First I would implement the whole logic and actual work as some sort of library, that at best just exposes a Builder Pattern and yields some struct that implements Iterator so you can easily iterate (within a main added as a binary inside the library) over all the requests (as done by the TcpListener and then pass the yielded data on to some other exposed utility function or handler struct (also created using a builder pattern?).
This covers basic configuration for the server instance and the way each request is handled.

The handler struct would have a method called handle or something and would return a Result (can have () as the Ok-type).

This leaves configuration (maybe read a file) and error handling (printing to stderr or even using syslog) to your main .
Using this design makes it possible to easily replace your frontend, say replacing the simple binary by a library in turn loaded into an application server.
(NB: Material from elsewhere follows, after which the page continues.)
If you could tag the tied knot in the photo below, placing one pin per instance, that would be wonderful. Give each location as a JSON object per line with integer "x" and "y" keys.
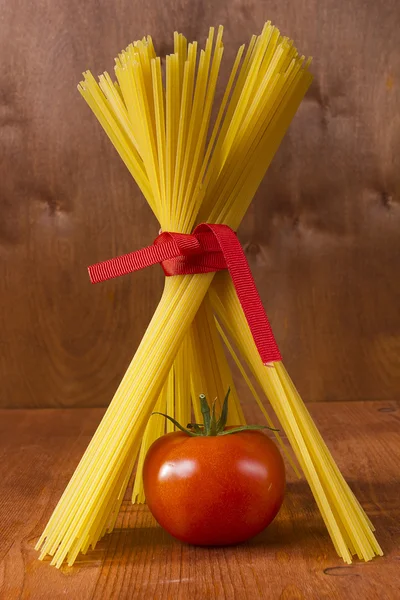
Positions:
{"x": 208, "y": 249}
{"x": 191, "y": 253}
TL;DR: Using Result (and the try! macro) to let your error bubble up is highly suggested for this use case, instead of just panicing as soon as you encounter an error.

Edit: Actually this enables you to use error enums and the like to ensure you can easily handle different types of errors too.

Yep, of course using Result is the preferred way to deal with expected failures. But I want to know how to deal with bugs, so using try! is not an option because there is no Result.

But this Iterator is actually a good candidate for wrapping catch_unwind around. I think that the pattern here is to structure an application in the request/response fashion (even if completely synchronous and in the single thread), and use one response as an isolation boundary (provided that important state updates are transactional).

About the Iterator model:

I have the request/response model already for some stdin/TcpStream based communication by getting an iterator over the lines of input and then mapping them around so I had some usable iterator which I could simply iterate over and match whatever I wanted to (here it also helps to implement FromStr for an enum to use str::parse).

If you really wanted to you could then easily extend this for usage with a threadpool and make it parallel.

Hm, I was going to write a yet another small interpreter, and instead ended up writing a resilient REPL service. I guess I've read to many Erlang blog posts this weekend :slight_smile:

The code is here, what do you think about it?

The main insight for me was that we can use OS threads as Erlang processes, as long as the number of threads is constant ("bounded by the application architecture").

In the case of a text editor, because of the possibility of power loss, everything from Vim to Microsoft Word keeps a "swap" or "autosave" file which is periodically saved with the user's latest keystrokes, even if they don't save to the original file. If your editor does that too, crashing the whole process isn't the end of the world. This should only be due to a bug - the design should never call for invalid commands entered by the user to cause a panic.